ガクリとうなだれながら、しきりにお腹の真ん中辺りをさする。
「うぅ……」
早く行かなければならないのに、下痢とは。
どうやら不運の波まで来ているらしい。
さっさと出し切って、立ち上がりたいのはやまやまだが──よほど溜まっていたのだろう。
まるで残便感を拭えなかった。
「……はぁ……」
排泄しながら考える。
何だかんだ苛立ちはしたが、それでもやはり、父は無駄なことをしない人だ。
つまりあの謎質問にも、必ず何か意図がある。
それに僕が気づいていないだけ、かもしれない。
もっとも、何も考えてない場合も考えられるが。
普段は自分から話しかけない父が、積極的に千冬さんへ質問しているのだ。
だから、考えなしはありえないだろう──と。
1つの可能性を捨て去ったとともに、ようやく残便感もマシになってきた。
花柄のトイレットペーパーで尻を拭き、排泄物もろとも水で流す。
そして、手をしっかり洗うと廊下に出た。
そのまま麦茶を買いに行こうと、玄関の一歩手前まで歩いたところで、
「……千冬さん」
後ろを振り向いた。
あの空間に1人残した彼女に、一抹の不安を覚える。
トイレに籠って、大体数分ほどかかってしまったが──リビングの中で今、どんな状況に置かれているのか。

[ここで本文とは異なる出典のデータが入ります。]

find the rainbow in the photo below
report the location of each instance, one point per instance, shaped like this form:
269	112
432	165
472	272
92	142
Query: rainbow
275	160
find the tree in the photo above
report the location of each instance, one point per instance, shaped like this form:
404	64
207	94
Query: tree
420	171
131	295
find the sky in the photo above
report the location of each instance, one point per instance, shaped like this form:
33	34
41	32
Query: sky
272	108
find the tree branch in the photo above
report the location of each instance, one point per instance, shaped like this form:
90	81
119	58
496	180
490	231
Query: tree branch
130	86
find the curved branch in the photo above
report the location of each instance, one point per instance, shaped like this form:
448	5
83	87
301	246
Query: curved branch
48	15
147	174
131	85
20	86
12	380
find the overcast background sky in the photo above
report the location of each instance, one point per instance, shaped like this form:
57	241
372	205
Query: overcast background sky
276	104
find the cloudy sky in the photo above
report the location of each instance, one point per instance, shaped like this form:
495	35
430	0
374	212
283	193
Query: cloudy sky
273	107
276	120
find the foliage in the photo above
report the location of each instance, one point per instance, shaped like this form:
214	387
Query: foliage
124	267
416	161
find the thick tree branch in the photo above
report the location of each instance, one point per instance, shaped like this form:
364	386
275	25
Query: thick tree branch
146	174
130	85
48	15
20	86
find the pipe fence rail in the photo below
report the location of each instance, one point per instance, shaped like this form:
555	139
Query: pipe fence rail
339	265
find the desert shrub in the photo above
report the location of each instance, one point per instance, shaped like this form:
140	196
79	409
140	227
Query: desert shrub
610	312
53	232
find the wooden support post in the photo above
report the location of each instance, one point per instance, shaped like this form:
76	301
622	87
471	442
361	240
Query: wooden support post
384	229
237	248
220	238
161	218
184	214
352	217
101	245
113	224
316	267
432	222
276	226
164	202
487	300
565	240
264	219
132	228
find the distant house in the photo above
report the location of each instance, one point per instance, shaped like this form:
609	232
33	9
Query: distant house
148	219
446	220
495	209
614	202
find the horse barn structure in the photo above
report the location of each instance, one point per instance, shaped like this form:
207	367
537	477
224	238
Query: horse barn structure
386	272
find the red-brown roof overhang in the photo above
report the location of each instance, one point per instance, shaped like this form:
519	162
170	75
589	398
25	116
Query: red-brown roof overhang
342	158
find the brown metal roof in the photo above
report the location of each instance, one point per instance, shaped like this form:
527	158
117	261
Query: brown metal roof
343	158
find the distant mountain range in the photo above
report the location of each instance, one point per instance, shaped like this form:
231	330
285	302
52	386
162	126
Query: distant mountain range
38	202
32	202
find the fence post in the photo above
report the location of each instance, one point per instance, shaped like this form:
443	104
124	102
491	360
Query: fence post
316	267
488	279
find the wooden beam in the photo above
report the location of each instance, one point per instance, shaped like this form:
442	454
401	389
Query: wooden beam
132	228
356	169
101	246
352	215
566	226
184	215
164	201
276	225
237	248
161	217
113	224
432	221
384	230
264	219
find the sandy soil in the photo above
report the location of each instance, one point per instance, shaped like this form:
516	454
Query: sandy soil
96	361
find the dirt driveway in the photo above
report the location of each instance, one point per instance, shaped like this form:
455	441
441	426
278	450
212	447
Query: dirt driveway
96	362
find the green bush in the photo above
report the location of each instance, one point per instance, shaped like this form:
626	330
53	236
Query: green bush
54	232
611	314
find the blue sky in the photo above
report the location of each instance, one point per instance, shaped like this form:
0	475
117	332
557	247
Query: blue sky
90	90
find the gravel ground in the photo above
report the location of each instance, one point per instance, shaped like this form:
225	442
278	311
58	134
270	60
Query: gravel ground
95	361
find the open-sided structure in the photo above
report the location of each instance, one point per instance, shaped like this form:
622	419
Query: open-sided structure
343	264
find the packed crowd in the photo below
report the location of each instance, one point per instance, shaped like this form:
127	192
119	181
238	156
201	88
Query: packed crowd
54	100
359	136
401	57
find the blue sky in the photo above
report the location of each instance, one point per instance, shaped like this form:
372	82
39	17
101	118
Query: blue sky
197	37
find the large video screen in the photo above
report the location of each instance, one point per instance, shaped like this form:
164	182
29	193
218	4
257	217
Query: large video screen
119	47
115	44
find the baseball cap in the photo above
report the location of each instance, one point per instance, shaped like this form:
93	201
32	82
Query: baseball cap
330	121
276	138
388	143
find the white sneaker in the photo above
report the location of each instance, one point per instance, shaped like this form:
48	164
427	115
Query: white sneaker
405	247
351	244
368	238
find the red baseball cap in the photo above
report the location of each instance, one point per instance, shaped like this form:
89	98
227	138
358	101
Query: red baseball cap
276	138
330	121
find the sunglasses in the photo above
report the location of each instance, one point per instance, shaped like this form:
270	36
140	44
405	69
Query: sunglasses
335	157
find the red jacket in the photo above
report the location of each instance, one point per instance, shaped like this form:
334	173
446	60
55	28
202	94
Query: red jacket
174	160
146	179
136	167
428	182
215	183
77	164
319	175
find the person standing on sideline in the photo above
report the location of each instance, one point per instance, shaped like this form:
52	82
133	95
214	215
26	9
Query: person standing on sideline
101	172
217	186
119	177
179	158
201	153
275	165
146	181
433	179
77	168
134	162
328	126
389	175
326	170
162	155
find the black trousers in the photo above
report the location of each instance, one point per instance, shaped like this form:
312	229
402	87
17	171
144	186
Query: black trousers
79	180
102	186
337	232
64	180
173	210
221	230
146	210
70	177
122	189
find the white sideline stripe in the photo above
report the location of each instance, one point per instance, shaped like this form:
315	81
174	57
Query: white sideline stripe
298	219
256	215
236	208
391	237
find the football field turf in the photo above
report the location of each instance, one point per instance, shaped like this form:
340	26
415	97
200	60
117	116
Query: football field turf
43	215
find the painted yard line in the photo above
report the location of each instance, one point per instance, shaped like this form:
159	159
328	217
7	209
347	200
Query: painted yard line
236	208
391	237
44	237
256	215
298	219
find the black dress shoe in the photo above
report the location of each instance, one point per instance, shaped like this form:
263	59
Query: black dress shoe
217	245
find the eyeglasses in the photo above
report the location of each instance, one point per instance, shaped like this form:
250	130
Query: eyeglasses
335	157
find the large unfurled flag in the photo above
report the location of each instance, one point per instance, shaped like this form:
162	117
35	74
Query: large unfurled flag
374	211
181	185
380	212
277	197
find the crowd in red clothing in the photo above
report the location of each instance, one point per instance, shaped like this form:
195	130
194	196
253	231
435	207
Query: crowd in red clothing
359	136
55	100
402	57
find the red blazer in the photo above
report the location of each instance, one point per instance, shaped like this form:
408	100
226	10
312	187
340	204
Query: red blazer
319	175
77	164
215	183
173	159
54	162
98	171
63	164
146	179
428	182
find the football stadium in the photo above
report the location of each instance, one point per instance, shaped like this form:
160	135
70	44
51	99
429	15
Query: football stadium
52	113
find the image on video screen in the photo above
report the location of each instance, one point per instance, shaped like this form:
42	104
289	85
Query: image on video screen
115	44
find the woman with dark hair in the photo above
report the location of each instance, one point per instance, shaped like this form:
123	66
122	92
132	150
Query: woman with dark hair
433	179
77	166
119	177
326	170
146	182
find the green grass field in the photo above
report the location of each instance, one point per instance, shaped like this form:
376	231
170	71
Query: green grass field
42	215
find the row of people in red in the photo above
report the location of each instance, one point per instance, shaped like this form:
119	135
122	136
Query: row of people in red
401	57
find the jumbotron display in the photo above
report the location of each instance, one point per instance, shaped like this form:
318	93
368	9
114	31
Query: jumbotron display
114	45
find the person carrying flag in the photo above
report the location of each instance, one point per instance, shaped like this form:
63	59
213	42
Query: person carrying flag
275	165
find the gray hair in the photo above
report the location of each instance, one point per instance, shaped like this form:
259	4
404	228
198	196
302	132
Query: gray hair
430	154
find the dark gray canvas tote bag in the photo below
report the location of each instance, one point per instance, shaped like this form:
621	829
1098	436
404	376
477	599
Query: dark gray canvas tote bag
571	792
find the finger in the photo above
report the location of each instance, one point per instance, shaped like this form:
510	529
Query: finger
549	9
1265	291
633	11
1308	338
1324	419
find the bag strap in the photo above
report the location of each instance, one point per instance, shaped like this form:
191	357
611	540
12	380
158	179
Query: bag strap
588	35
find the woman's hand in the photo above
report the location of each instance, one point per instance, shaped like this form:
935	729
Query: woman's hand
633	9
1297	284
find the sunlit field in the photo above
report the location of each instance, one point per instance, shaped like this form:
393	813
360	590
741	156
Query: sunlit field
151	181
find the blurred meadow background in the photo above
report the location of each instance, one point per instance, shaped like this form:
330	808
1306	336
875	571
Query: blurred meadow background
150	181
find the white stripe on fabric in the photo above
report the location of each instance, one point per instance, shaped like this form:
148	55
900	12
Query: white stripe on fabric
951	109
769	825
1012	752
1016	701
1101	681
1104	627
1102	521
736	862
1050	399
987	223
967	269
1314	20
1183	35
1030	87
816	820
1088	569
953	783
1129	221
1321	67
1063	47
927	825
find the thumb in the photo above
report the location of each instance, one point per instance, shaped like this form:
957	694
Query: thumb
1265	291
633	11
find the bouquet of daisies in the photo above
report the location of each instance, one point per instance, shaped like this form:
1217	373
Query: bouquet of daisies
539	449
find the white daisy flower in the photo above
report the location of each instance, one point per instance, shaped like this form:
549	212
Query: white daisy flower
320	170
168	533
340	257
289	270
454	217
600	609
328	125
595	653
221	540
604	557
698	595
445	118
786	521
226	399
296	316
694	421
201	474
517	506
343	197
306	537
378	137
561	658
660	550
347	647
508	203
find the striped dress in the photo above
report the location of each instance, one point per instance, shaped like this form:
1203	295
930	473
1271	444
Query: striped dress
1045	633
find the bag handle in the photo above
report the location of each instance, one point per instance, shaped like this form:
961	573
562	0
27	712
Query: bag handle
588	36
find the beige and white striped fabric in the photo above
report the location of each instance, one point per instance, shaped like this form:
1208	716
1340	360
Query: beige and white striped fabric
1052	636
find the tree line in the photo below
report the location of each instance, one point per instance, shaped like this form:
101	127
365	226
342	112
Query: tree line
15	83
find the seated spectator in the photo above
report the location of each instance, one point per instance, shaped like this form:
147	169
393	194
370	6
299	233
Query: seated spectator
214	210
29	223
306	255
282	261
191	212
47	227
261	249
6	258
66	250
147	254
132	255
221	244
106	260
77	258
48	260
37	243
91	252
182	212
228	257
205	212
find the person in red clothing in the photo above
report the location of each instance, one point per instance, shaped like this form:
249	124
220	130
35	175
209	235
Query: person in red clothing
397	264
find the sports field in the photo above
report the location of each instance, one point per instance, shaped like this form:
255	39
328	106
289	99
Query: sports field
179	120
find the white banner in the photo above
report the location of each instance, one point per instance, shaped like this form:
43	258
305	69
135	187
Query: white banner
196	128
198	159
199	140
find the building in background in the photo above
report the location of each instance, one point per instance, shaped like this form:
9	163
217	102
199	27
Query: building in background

もしかして、千冬さんのプライベートにまで踏み込まれていないだろうか、と。
そう思ったときには、既に玄関から離れていた。
そっとリビングのドアに近づく。
そして聞き耳を立て、中の様子を伺う。
『──夏貴と別れてくれ。それがきっと、君のためだ』
最初に聞こえたのは、父のそんな言葉だった。